Topline
With weeks until the REAL ID deadline, the TSA is telling travelers without a REAL ID to get to the airport early and they “may not be allowed into the checkpoint.”
Key Facts
Beginning May 7, travelers without a REAL ID-compliant form of identification should “expect additional screenings” that may lead to “delays and the possibility of not being allowed into the checkpoint, and that includes our TSA PreCheck passengers,” a senior official at the Transportation Security Administration (TSA) told Forbes, adding that 80% of TSA PreCheck members have a passport.
“We are used to dealing with people who lose their wallets and IDs,” the official said, “and we have ways to vet passengers and make sure we’re satisfied the person standing in front of us is the person they say they are.”
“The goal is not to impact those passengers who are prepared with their REAL ID, passport or another acceptable form of ID,” the official said.Enforcement “may look different at every airport” and security lines may be longer at smaller airports where “we don’t have the option to set up a separate lane for those without a REAL ID,” the official said.
Uncredentialed passengers flying on a round-trip ticket risk being cleared for the outbound flight but not the return, the official noted, “since additional screening will happen every time you go through a TSA checkpoint at a federalized airport.”
Key Background
The May 7 deadline for REAL ID has been two decades in the making. Enacted by Congress in the aftermath of 9/11 terrorism attack on the United States, the REAL ID Act of 2005 mandates a higher set of minimum security standards for issuing state-issued driver’s licenses and ID cards necessary to enter federal buildings and fly domestically. The original deadline for compliance was 2008, but it took until 2020 for all states to make their driver’s licenses REAL ID-compliant. The enforcement deadline was delayed further during Covid-19 pandemic due to backlogs in motor vehicle offices.
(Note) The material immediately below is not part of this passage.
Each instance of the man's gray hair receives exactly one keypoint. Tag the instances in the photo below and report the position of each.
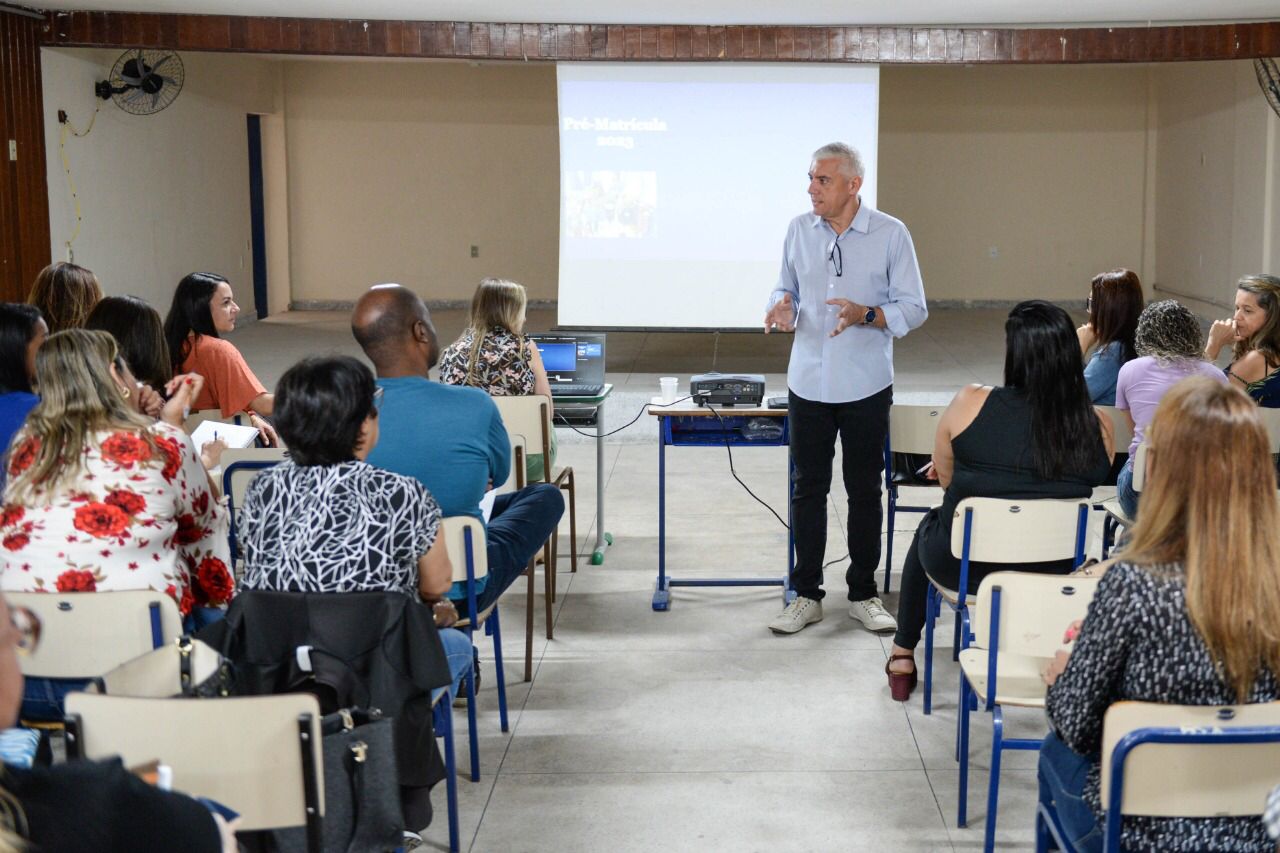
(850, 162)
What Are Acceptable Forms Of Id?
The TSA has an online quiz to help travelers know whether their state-issued driver’s license is a standard ID or a REAL ID. In general, a REAL ID has a star in the upper right corner. The TSA will accept more than a dozen other forms of identification, including passports, passport cards, military IDs, DHS trusted traveler cards (Global Entry, NEXUS, SENTRI, FAST) and U.S. permanent resident cards. “If you went to the DMV and are just waiting for your REAL ID hard copy to come in the mail, bring both the paper copy of the REAL ID and your old ID and we will accept that as long as we can verify both of those IDs,” the TSA official said.
Big Number
2.1 to 2.7 million. That’s how many passengers were screened every day so far in April at airport security checkpoints around the country, according to TSA throughput data. In January, a government report estimated that only 56% of Americans would have a state-issued REAL ID by the May 7 deadline. In a news release last week, the TSA said 81% of travelers at TSA checkpoints are currently presenting an acceptable credential. That leaves 19% of passengers who are arriving at airports without REAL ID-compliant identification, or potentially 400,000 and 513,000 passengers who could be subject to additional screening every day in the first weeks of enforcement.
Crucial Quote
“We knew it was going to be complex to implement, but we weren’t going to kick the can down the road anymore,” the TSA official told Forbes. “It’s been 20 years. We are doing this.”
What Should Passengers Expect?
The TSA’s goal is to “implement this in a way that doesn’t overly impact the operation during the really busy time,” the official said, adding travelers with a REAL ID should arrive at the airport two hours before departure, “like you do any other time that you fly.” Those without a compliant ID should add an additional hour, “because it’s most likely they’re going to encounter some of these additional screening measures.”
What Are Airlines Saying?
“I kind of hope that date gets extended once again and I’ll hope the same thing when it happens again,” United Airlines COO Andrew Nocella told investors on the company’s Q1 earnings call Wednesday, adding, “We’re working through this with the government and I think we’ll have more to say on it.” The TSA insists it is committed to full enforcement beginning May 7. “We’ve had regular calls with industry throughout this process, even within the last few days,” a senior TSA official told Forbes, adding, “We are extremely sensitive to how it will impact industry and want to continue to be collaborative partners to minimize those impacts. They can’t say we’re not communicative, because we have been sharing with them and briefing them.”
What We Don’t Know
How much disruption we’ll see at airports as REAL ID enforcement begins. While airlines have spent months alerting passengers to the impending change, they recognize some passengers who ignore the warnings will have their travel plans upended. “I’ll let Andrew’s words speak for themselves,” Charlie Hobart, United spokesperson Charlie Hobart told Forbes via email, adding the airline has reminded customers several times in recent months to have Real ID-compliant documentation starting May 7. Delta Air Lines “will work on a case-by-case basis to rebook customers who miss flights due to extenuating circumstances once at the airport,” the Atlanta-based carrier said in a statement to Forbes.
Tangent
In some states, the TSA accepts mobile driver’s licenses that are REAL ID-compliant at airports equipped with digital ID readers—using facial recognition— instead of traditional paper means of identification, like a driver’s license or passport.